Öte yandan, bazı diyetler karbonhidratın çok düşük olmasını savunuyor. Yine, bu diyetler genellikle başarılı değildir, çünkü vücudumuz düzgün çalışması için belli miktarda karbonhidrat gerekir. Karbonhidratı çok düşük diyetler sizin yorgun ve huysuz hissetmenizi sağlar. Bunun nedeni, karbonhidratların ani enerji için (özellikle de sinir sistemi için) ihtiyaç duyulan vücudun tercih edilen yakıt şekli olmasıdır. Buna ek olarak, karbonhidratlar, duyguyu artırmaya yardımcı olan nörotransmitter serotoninin üretimini uyarır. Karbonhidratsız beslendiğinizde yorgun ve sinirli olmanız çok olağandır.

Kalori sayısı:

Bazı diyetlerin işe yaramamasının bir başka nedeni, kalorilerin çok düşük olması gerçeğidir. Vücudunuzun normal metabolik fonksiyonlarını korumak için her gün belirli bir kaloriye ihtiyacı vardır. Akciğerleriniz, beyininiz, kalbiniz, kaslarınız, sindirim sistemi, sinir sistemi ve kardiyovasküler sistemin hepsi kalorilerin yeterli olmasıyla düzgün çalışır. Kalorileri büyük oranda keserseniz – insanlar diyet yaparken sıklıkla yaptıkları gibi – vücutta açlık olduğunu düşünür ve enerjiyi korumaya çalıştığı için dinlenmek ister. Kas siz dinlenmedeyken daha fazla kalori yaktığından vücudunuz bundan kurtulmak ve enerji için yağı vücutta tutmak istemektedir. Bu nedenle muhtemelen vücuttan kas kütlesi kaybedersiniz. Daha sonra, eski yeme alışkanlıklarına döner dönmez, ağırlık hemen hızla geri alınır.

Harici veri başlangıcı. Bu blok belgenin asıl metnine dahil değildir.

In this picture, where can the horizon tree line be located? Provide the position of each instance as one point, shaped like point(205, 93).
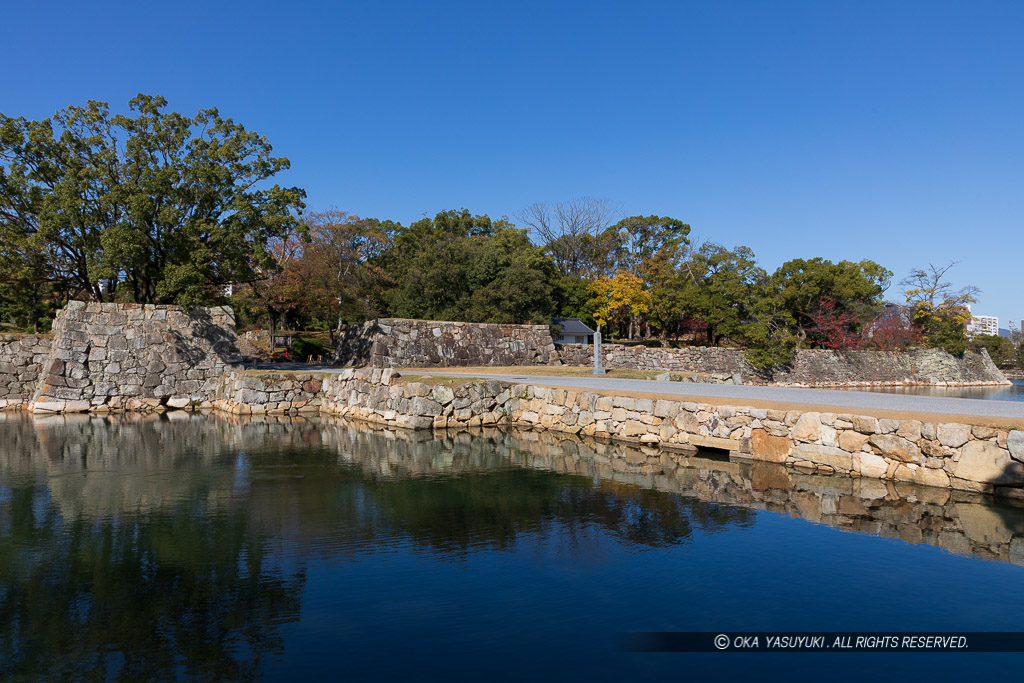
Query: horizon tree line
point(157, 207)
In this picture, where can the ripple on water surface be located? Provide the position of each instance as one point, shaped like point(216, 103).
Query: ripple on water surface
point(230, 550)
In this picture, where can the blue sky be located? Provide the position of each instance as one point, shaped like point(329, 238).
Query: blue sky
point(848, 130)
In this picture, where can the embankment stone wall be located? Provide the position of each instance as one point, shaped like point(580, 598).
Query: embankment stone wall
point(78, 454)
point(20, 359)
point(963, 457)
point(407, 343)
point(134, 356)
point(812, 368)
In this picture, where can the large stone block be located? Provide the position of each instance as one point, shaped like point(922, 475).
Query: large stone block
point(769, 449)
point(985, 462)
point(808, 427)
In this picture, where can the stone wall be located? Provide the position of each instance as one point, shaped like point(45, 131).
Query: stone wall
point(20, 359)
point(108, 356)
point(812, 368)
point(963, 457)
point(406, 343)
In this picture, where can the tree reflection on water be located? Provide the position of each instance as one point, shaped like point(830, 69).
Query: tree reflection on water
point(154, 548)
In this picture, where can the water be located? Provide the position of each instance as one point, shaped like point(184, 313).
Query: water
point(1014, 391)
point(213, 549)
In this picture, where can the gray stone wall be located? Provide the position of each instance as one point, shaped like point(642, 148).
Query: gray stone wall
point(20, 359)
point(958, 456)
point(812, 368)
point(109, 356)
point(407, 343)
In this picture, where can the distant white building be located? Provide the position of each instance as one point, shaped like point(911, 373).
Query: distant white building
point(983, 325)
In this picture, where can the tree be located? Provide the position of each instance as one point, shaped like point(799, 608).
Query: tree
point(642, 241)
point(154, 207)
point(620, 299)
point(573, 233)
point(340, 266)
point(940, 311)
point(713, 286)
point(1000, 349)
point(803, 287)
point(893, 330)
point(281, 288)
point(458, 266)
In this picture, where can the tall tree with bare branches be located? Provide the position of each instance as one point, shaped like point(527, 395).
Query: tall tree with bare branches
point(572, 232)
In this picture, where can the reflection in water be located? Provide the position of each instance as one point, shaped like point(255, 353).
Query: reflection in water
point(136, 548)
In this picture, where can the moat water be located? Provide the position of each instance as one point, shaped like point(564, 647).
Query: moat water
point(204, 548)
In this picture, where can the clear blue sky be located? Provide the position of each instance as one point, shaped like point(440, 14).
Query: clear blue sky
point(848, 130)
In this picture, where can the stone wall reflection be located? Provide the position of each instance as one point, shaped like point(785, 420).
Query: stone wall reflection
point(107, 454)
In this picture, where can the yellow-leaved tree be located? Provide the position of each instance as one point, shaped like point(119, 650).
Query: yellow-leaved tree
point(621, 298)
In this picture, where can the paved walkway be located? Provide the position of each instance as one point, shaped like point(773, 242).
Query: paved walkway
point(824, 399)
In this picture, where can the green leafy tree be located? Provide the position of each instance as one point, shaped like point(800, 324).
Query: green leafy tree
point(152, 207)
point(715, 286)
point(801, 288)
point(800, 295)
point(645, 241)
point(459, 266)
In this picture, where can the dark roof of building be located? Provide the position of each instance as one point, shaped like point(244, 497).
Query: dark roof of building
point(571, 326)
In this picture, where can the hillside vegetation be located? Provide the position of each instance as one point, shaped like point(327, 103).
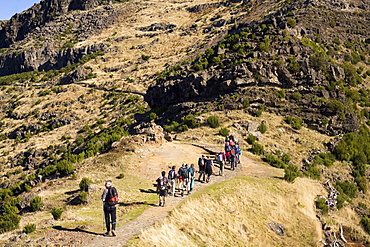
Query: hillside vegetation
point(237, 212)
point(87, 86)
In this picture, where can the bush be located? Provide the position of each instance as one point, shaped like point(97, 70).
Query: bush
point(313, 172)
point(365, 222)
point(296, 95)
point(347, 188)
point(362, 205)
point(171, 127)
point(213, 121)
point(224, 131)
point(57, 213)
point(262, 128)
point(291, 22)
point(257, 149)
point(9, 219)
point(274, 161)
point(29, 228)
point(340, 200)
point(84, 184)
point(295, 122)
point(83, 197)
point(190, 121)
point(322, 205)
point(145, 57)
point(251, 139)
point(280, 94)
point(35, 204)
point(291, 173)
point(246, 103)
point(327, 159)
point(152, 116)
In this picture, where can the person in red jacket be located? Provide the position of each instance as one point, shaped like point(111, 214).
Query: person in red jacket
point(110, 200)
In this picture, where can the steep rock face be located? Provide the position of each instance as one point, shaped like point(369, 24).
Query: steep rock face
point(43, 59)
point(30, 40)
point(21, 24)
point(299, 49)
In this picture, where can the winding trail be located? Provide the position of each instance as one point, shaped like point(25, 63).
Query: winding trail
point(159, 159)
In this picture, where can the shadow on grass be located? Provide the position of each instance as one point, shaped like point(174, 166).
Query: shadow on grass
point(71, 192)
point(149, 191)
point(135, 203)
point(60, 228)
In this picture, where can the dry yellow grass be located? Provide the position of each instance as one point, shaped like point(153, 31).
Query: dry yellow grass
point(235, 213)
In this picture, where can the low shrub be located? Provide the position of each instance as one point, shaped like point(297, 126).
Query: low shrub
point(295, 122)
point(257, 149)
point(365, 222)
point(246, 103)
point(274, 161)
point(313, 172)
point(35, 204)
point(322, 205)
point(29, 228)
point(291, 173)
point(84, 196)
point(224, 131)
point(262, 128)
point(347, 188)
point(57, 213)
point(84, 184)
point(291, 22)
point(213, 121)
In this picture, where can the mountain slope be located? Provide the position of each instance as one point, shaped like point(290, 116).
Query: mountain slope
point(82, 80)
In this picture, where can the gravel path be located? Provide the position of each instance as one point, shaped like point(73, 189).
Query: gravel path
point(156, 213)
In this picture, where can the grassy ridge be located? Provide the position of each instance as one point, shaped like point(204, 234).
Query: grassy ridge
point(235, 213)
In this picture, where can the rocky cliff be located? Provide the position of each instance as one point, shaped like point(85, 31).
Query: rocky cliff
point(43, 37)
point(306, 55)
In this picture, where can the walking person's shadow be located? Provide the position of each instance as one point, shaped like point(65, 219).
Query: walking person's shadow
point(60, 228)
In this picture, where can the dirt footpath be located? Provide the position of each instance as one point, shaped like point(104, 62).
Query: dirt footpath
point(161, 158)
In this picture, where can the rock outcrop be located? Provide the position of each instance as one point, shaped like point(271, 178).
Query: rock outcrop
point(30, 40)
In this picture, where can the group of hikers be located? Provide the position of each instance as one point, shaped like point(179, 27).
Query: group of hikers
point(186, 175)
point(184, 178)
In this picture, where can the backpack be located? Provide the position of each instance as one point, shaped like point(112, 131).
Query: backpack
point(219, 157)
point(162, 183)
point(172, 174)
point(200, 162)
point(112, 196)
point(192, 171)
point(183, 172)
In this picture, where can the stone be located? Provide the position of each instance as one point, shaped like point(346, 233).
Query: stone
point(277, 228)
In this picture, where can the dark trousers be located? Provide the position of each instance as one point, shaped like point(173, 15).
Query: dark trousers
point(110, 217)
point(202, 173)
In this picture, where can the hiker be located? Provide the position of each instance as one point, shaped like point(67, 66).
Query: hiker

Yiyecek hakkındaki düşüncelerimizi yeniden gözden geçirmemiz gerekiyor. Aşırı kilo vermek veya sağlıklı yaşamın diğer bir yönünü elde etmek için geçici olarak yeni bir diyet yapmak hakkında düşünmek yerine, bir ömür boyunca sürebileceğimiz ulaşılabilir, gerçekçi değişiklikler yapma düşüncesinde olmalıyız.